Something to Look Forward To!

It’s been an emotional few days, preparing for Daniel’s time in the hospital and now adjusting to what the next 6 weeks are going to look like. One good thing is that I don’t have to gown up to visit Daniel and can curl up next to him too! The chemo isn’t supposed to hit him until 5-7 days after, so the transplant and chemo will hit him at the same time. All this is an adjustment for me too as I’m trying to figure out how much I can handle and what I need to do in order to keep myself sane and healthy over the upcoming weeks and months so I can best support Daniel. 

But today, I want to focus on something exciting that Daniel and I are both looking forward to: Our Wedding!! We’ve gotten a lot planned over the last few weeks and we’re starting to get really excited now that it’s a little less than a year away! So here are some details we’re super excited about!
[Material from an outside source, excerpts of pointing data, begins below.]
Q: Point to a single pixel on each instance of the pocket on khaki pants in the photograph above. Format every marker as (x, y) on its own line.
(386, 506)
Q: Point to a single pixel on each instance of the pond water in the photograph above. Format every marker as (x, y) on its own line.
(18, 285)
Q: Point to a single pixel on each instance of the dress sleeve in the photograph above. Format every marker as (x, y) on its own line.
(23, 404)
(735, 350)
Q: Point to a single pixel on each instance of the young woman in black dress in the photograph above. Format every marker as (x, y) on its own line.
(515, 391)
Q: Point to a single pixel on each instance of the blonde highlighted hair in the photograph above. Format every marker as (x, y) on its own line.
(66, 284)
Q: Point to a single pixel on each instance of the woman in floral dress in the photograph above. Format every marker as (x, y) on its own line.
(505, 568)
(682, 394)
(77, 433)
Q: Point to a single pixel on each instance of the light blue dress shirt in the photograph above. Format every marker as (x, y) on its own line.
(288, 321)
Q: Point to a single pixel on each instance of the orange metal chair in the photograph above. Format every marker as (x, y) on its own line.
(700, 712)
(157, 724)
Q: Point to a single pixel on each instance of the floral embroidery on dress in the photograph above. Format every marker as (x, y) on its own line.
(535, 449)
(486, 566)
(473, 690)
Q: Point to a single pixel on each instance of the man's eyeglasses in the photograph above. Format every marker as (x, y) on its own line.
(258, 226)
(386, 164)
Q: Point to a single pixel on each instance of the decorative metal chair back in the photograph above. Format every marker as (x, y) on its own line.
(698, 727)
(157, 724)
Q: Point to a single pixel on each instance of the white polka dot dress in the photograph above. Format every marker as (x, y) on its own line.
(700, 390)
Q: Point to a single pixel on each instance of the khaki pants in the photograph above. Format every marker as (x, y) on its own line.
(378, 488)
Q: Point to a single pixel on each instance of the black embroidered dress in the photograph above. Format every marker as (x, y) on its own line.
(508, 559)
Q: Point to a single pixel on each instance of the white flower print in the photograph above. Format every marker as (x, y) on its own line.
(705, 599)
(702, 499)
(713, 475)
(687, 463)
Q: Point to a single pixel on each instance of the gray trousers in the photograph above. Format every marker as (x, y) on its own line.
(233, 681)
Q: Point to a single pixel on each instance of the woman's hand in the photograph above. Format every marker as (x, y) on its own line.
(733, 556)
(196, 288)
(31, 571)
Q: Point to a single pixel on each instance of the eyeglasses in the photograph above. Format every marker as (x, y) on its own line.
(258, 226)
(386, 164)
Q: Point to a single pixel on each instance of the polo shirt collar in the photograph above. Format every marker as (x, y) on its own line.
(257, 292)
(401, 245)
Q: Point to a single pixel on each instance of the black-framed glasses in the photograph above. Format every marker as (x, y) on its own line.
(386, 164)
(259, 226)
  1. My dress! I bought my dress while I was still in Ontario with my Mom and Grandma. I love it and cannot wait to wear it again! Sadly, no pictures or too much description in case Daniel stumbles upon this site, but it’s gorgeous and really works with our venues. 
  2. Our Venues! Assiniboine Park has been a huge part of our relationship as well as my favourite place in the city, so it only makes sense to have it at the centre of our wedding. That means we’re having our morning ceremony under the arbour in the Leo Mol Sculpture Garden and a brunch reception at Terrace 55! (Daniel always laughs at me when I tell people we’re having a morning wedding, haha)
  3. Time and Date! As I just mentioned, we’re having a morning wedding, a Sunday morning wedding to be specific, and it has been the best decision we’ve made so far! Neither of us are big dancers and alcohol is something we want to downplay as well. We’ve saved $13,000 alone on Terrace 55 by having a brunch reception instead of dinner and got our fabulous photographer for half price as well based solely on the fact we’re having a morning wedding!
  4. Our Photographer! We’ve gone with Melissa Johnstone of Sugar and Soul Photography and are so excited about it! She brings an energy to her work that will help both Daniel and I to open up in front of the camera and is just as quirky as we are!
  5. Rings! Daniel bought me a gorgeous engagement ring, but that’s not what I’m talking about. He’s been almost as excited about finding a ring for him as I was about getting an engagement ring! Because of that, I planned on getting him his ring for Christmas. However, when we went into Vandenberg’s to design a custom band to fit my engagement ring, we found the perfect ring for Daniel too! I went back the day after and got a sunflower (which I drew!) engraved on it in order to surprise him with it before he went into the hospital. He loves it and will wear it on his right hand until we’re married next August! So if you see us, ask to see Daniel’s ring, he’ll be happy to show it off!

Thanks for sharing in our excitement! All this planning has also helped give us something to look forward to as we spend our days in the hospital.